Congress still pressing on "domain name extortion"

The U.S. will extend its contract with ICANN at least through next July 2016, meaning that it will be a year or longer, before the government turns over stewardship of the domain name system to the multi-stakeholder organization that governs the Internet.

“It is clear we need to extend the contract to give the multi-stakeholder community the time it needs to finalize its proposal,” Larry Strickling, the administrator of the National Telecommunications and Information Administration told the House subcommittee on communications and technology Wednesday during a hearing on ICANN oversight.

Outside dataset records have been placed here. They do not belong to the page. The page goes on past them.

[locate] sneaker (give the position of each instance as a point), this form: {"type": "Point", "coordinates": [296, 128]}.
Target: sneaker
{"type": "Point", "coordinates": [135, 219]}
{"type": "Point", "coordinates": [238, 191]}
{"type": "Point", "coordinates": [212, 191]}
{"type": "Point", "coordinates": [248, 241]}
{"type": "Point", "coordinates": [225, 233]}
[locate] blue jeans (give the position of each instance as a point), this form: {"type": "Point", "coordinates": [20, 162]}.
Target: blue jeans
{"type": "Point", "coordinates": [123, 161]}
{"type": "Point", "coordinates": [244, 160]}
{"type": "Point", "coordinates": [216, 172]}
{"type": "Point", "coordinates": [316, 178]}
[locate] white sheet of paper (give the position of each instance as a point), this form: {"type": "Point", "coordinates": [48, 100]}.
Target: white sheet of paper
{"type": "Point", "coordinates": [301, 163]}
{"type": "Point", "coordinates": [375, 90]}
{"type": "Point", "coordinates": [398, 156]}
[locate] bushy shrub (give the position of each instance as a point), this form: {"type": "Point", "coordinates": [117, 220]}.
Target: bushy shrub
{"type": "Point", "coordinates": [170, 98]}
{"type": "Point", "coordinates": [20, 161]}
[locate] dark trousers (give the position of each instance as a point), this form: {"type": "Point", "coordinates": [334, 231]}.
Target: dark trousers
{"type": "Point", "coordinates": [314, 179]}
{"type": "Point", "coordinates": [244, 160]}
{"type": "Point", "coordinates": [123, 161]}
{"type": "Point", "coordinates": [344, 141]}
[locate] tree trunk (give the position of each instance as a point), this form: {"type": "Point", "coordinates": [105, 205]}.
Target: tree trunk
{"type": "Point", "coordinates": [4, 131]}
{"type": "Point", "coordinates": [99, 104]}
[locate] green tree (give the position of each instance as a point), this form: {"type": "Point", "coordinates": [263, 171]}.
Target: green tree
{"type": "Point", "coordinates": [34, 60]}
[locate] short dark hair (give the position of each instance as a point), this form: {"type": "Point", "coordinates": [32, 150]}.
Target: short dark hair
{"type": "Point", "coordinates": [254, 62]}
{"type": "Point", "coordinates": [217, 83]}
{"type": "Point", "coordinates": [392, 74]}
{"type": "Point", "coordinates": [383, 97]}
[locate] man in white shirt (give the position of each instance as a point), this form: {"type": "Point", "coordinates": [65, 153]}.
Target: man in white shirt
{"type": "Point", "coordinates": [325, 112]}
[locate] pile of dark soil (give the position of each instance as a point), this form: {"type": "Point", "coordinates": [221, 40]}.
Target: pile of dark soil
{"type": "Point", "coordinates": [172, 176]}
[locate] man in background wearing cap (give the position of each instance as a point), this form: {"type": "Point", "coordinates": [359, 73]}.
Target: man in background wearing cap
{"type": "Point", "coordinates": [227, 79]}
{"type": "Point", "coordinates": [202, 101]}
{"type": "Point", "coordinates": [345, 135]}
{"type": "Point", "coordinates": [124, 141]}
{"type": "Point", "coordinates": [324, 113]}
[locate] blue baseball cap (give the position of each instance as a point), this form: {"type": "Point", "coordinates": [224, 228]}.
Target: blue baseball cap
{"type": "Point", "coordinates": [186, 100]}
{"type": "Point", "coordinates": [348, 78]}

The U.S. agreed in March 2014 to hand over control of the IANA (Internet Assigned Numbers Authority) contract. Lawmakers, concerned that they have some oversight in the process, have been moving the DOTCOM Act quickly through Congress. The bill gives Congress 30 days to certify the final transition proposal meets the Administration’s criteria and that ICANN has made critical changes to accountability.

Strickling, who returned a few weeks ago from ICANN’s global meeting in Buenos Aires, confirmed earlier reports about the timeline. He told lawmakers he recently asked for a status report from ICANN and give the U.S. a “best guess” for long it will take the organization to finalize the plan once it’s approved.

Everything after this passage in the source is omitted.